Tucked inside midtown’s Hutton Hotel is one of Nashville’s newer live music venues that, I’m happy to report, has incredibly good sound. Analog at the Hutton is, if a room could be so described, sexy. Dark, intimate, and with clear-as-a-bell sound, this venue is one you should check out. We were able to catch a writer’s round there last night comprised of Ruthie Collins, Natalie Stovall, Femke Weidema, and Nikita Karmen. My second all-female round this week, last night showed the power of collaboration, friendship, and support within these small writing families.
While these artists often toe the line between country and pop, their varied influences run deep, sometimes reminding the ears of Oasis and Lisa Loeb alongside many country legends.

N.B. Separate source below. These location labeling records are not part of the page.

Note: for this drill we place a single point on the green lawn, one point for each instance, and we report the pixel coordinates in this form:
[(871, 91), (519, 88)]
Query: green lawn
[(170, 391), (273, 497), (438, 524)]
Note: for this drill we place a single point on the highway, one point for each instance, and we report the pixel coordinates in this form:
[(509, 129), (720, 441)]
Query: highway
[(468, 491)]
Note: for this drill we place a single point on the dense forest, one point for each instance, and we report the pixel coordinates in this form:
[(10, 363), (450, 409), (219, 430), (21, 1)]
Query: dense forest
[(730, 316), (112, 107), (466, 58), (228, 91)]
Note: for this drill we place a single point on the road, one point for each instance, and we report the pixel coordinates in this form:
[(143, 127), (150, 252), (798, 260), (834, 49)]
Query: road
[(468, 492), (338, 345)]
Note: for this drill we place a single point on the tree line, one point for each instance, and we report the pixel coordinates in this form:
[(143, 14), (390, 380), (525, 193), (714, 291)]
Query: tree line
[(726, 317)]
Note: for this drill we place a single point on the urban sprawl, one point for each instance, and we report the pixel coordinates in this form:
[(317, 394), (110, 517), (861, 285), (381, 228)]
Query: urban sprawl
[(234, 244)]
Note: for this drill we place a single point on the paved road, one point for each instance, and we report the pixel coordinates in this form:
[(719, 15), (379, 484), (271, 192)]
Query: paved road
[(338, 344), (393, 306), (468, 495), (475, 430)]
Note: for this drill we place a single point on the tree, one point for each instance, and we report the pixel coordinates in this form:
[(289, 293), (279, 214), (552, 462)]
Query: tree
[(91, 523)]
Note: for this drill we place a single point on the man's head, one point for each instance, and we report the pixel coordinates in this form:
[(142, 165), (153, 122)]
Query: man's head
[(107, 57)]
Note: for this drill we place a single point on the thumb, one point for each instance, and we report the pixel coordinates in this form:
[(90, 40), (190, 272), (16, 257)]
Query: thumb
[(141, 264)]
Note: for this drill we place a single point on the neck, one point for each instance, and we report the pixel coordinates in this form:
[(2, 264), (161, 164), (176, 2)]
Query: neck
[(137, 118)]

In particular, Femke’s “Learn Your Language” and “When You Know You Know” and Nikita’s “Next to Me” registered those wonderfully reminiscent 90s vibes. Both artists bring non-native perspectives to their work. Femke hails from the Netherlands and Nikita from Australia. Especially strong in Femke’s songs is a theme of isolation and foreignness as identity in the larger industry.
Natalie Stovall’s work may hew closer to tradition, but her voice is all power. Her “Brooklyn” was a powerful meditation on reaching out for life and help. After an event in New York City with the Coast Guard, a young serviceman told Stovall that they are often the first responders when someone considers suicide by leaping from the Brooklyn Bridge. And, with a staggering accuracy, they can often tell who will jump based on whether they’re facing the lights of the city or away from them.
Ruthie Collins’ focus has been on writing in the moment, which almost registers as a reaction against our Insta-culture. Being present, documenting with words, and recalling in exacting details the textures and colors of a moment, Collins’ “24 Hours in Brooklyn” and “Dang, Dallas” explored what moments actually mean in our lives.
The most memorable songs came out of a collaboration between Collins and The Voice alumnus Natalie Stovall that they call Honeysuckle Rose. While “Sugar Mama” focused on a woman spending her hard-earned money on wooing and entertaining a man and “Fun and Games”… well, as the lyrics said, “It’s all fun and games ’till somebody gets knocked up.”